Canada: Serial killer of gay men gets life sentence

Serial killer Bruce McArthur sentenced to life in prison

Serial killer Bruce McArthur sentenced to 25 years in prison

McArthur will have no chance of parole for 25 years after he pleaded guilty to the charges, according to the Washington Post.

The 67-year-old landscaper will be allowed to apply for parole at the age of 91.

The Crown had sought a life sentence with no chance of parole for 50 years, while the defence had asked that McArthur be eligible for parole in 25 years.

"Unfortunately they will live with this nightmare the rest of their lives", said McMahon, reading from his 17-page sentencing report.

Bruce McArthur, who pleaded guilty to eight murders that brought fear to Toronto's gay community, was sentenced on February 8, 2019, to life with no chance of parole for 25 years.

McArthur murdered Skandaraj Navaratnam, Abdulbasir Faizi, Majeed Kayhan, Soroush Mahmudi, Kirushna Kanagaratnam, Dean Lisowick, Selim Esen and Andrew Kinsman between September 2010 and June, 2017. Families and friends of the respective men were not given the closure that they deserved in a timely manner.

The judge said, however, that he had no doubt McArthur would have continued to kill if he wasn't arrested by police past year.

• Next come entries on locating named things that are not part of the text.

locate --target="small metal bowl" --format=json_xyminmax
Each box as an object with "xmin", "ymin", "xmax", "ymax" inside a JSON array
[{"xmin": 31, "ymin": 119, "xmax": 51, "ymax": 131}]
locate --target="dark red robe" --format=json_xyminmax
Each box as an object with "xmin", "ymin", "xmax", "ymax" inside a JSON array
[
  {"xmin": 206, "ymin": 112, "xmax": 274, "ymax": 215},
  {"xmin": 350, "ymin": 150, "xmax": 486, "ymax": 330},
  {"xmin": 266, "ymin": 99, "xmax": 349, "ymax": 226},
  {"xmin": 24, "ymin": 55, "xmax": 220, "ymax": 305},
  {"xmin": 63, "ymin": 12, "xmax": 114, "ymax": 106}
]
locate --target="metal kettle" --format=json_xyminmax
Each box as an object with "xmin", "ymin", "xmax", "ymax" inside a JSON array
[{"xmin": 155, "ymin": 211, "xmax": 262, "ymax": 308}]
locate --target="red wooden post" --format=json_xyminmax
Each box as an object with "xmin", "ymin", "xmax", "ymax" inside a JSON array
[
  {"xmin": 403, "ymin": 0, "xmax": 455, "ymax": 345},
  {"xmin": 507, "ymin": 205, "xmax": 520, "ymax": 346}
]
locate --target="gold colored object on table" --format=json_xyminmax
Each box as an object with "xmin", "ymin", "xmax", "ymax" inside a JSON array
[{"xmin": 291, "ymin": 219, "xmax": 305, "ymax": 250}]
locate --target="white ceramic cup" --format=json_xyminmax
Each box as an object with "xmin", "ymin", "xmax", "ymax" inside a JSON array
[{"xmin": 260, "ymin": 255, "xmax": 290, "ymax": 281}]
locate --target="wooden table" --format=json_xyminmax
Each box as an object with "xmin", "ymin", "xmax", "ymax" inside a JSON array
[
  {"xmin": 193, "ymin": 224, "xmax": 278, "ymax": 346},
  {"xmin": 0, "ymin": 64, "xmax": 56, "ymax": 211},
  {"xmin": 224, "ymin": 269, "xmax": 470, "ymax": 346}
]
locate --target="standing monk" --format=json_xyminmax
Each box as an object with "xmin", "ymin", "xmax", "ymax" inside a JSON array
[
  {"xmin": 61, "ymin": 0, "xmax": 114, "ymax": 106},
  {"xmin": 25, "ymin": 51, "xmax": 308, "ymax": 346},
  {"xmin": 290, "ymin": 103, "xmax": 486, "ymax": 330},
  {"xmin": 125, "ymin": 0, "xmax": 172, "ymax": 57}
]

Remains of seven of the men were found in garden planters in a Toronto home where McArthur had worked as a landscape gardener.

Handout/Canadian PressSerial killer Bruce McArthur's victims are shown in these Toronto Police Service handout photos. Perhaps not. But any symbolic gesture that this man would never again see the light of day was thrown out the window.

McMahon acknowledged other indirect victims as well, like Karen Fraser, the homeowner of the property where McArthur had buried the remains of the eight men.

But the sentence McArthur ended up receiving Friday, the Associated Press says, was the most lenient option on the table.

"The ability to decapitate, dismember his victims and do it repeatedly, is pure evil", he said.

Two police investigations into the missing men returned no leads, even though McArthur's name came up during one investigation, and he was as a witness (not a suspect) during the later one.

On the day McArthur was arrested, January 18, 2018, police surveilling McArthur saw a man, identified in the agreed statement of facts as "John", meet up with McArthur and enter his apartment.

Not only did he stage and photograph his victims so he could relive his horrific handiwork, but the "morally bankrupt" killer subjected them to the most heinous indignity after death.

The court document said police uncovered a duffle bag containing duct tape, a surgical glove, rope, zip ties, a bungee cord, and syringes - evidence pointing to some of the victims being tied up, confined and sexually assaulted prior to their deaths.

Court heard that many of them were immigrants and of South Asian or Middle Eastern descent.

The Rev. Deana Dudley of the Metropolitan Community Church of Toronto said in court that McArthur's arrest would have a "deep and lasting" impact on the LGBTQ community, according to CTV.

"This is a crime of stark horror", prosecutor Michael Cantlon said in a statement after the sentencing.

The families and friends of victims expressed frustration that the judge had not handed down the harshest possible sentence.

But if McArthur believed they would go unmissed, he miscalculated.